Some are suspicious of Mr. Paulson's characterizations, finding
in his warnings and demands for extraordinary powers a parallel with the
way the Bush administration gained authority for the war in Iraq. Then,
the White House suggested that mushroom clouds could accompany Congress's
failure to act. This time, it is financial Armageddon supposedly on the
doorstep.
"This is scare tactics to try to do something that's in the
private but not the public interest,' said Allan Meltzer, a former
economic adviser to President Reagan, and an expert on monetary policy at
the Carnegie Mellon Tepper School of Business. "It's terrible.'
Most of the Fed and Treasury's looting of America to funnel trillions in bailouts,
loans, guarantees, and other favors to the too big to fails was done under the
justification of an "emergency".
I don't know whether the official declaration of a "state of emergency"
in effect from September 2001 to today was directly used for financial looting.
But again, the fear of an existential threat to our country was used to justify
the looting.
And many people allege that the government has taken drastic steps to manipulate
market prices. If true, the president's ability to use emergency powers to "stabilize
the markets" no doubt makes manipulation easier.
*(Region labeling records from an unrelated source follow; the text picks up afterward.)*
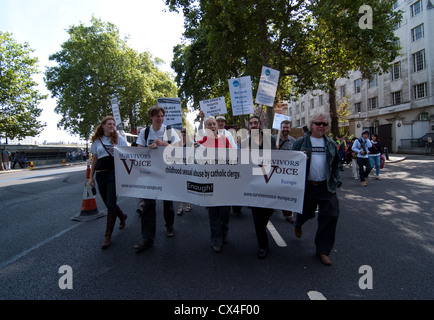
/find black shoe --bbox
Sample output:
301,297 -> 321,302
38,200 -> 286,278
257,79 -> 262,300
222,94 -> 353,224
167,227 -> 175,238
134,241 -> 153,253
212,246 -> 222,253
258,249 -> 268,259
Congress Has the Power to Revoke the State of Emergency
A note to Congressional staffers: Congressman Hamburg is right. Congress does
have the power to revoke the state of emergency.
Specifically, the National Emergencies Act, 50 U.S.C. Sections 1601-1651 (passed
in 1976), gives Congress the power to countermand a presidential declaration
of national emergency. Indeed, in 1976, Congress rescinded all of the declarations
of national emergency made since World War II, as many of them had been on the
books for years and were giving the executive unrestricted powers which were
undermining the Constitution.
In 1983, the Supreme Court struck down a portion of Congress' power to countermand
a declaration of national emergency. But Congress got around that ruling by
amending the National Emergencies Act in 1985 to confirm Congress' power to
countermand - through a joint resolution between the House and Senate - a declaration
of emergency by the president (see this).
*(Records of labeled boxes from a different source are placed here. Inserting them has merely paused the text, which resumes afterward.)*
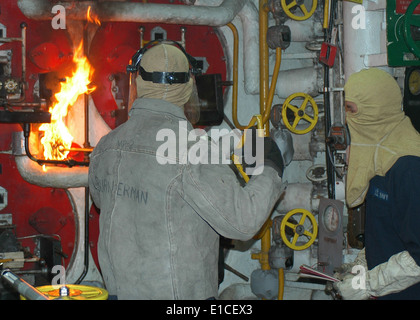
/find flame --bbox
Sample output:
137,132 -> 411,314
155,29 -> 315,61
39,41 -> 95,160
86,6 -> 101,26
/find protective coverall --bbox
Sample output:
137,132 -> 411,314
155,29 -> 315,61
89,45 -> 282,299
335,68 -> 420,299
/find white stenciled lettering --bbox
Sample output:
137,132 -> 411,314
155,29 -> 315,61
94,176 -> 149,204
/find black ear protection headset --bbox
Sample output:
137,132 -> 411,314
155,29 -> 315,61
127,39 -> 201,84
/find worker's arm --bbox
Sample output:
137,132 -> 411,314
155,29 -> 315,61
182,136 -> 284,240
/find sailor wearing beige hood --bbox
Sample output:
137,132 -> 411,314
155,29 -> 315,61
89,43 -> 283,300
334,68 -> 420,300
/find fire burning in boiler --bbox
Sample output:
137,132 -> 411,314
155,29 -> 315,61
39,41 -> 95,160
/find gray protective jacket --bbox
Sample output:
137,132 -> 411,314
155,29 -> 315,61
89,99 -> 281,299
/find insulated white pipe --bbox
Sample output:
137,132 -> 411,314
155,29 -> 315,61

Moreover, in 2007, the Bush Administration tried to ignore the National Emergencies
Act by issuing National Security and Homeland Security Presidential Directive
51. But that dog won't hunt. The Constitution does not allow the president to
unilaterally cut Congress out of the picture.
As former Chicago Federal Reserve economist and Senior Morningstar equity analyst
William Bergman wrote in 2001:
Lord Acton's famous saying that 'power corrupts, and absolute
power corrupts absolutely' provides a valuable warning. In light of
the sweeping powers seemingly provided by statutes like 12 U.S.C. 95a and
12 U.S.C. 95(a), those who care about democratic principles and freedom may
wish to monitor the implications of these and other laws for government choices
before conditions arise giving rise to assertions of emergency authority,
in addition to behavior arising amidst an emergency itself. This study could
usefully include a renewed assessment of the constitutionality of these and
other emergency statutes, as well as more fundamental review of their welfare
implications per se, including work along the lines produced for the Senate
Special Committee to Terminate the National Emergency in 1973.[i]
[i] See for example Special Committee on the Termination of the National
Emergency, "Emergency Powers Statutes: Provisions of Federal Law Now
in Effect Delegating to the Executive Extraordinary Authority In Time of National
Emergency.' United States Senate Report 93-549; November 19, 1973.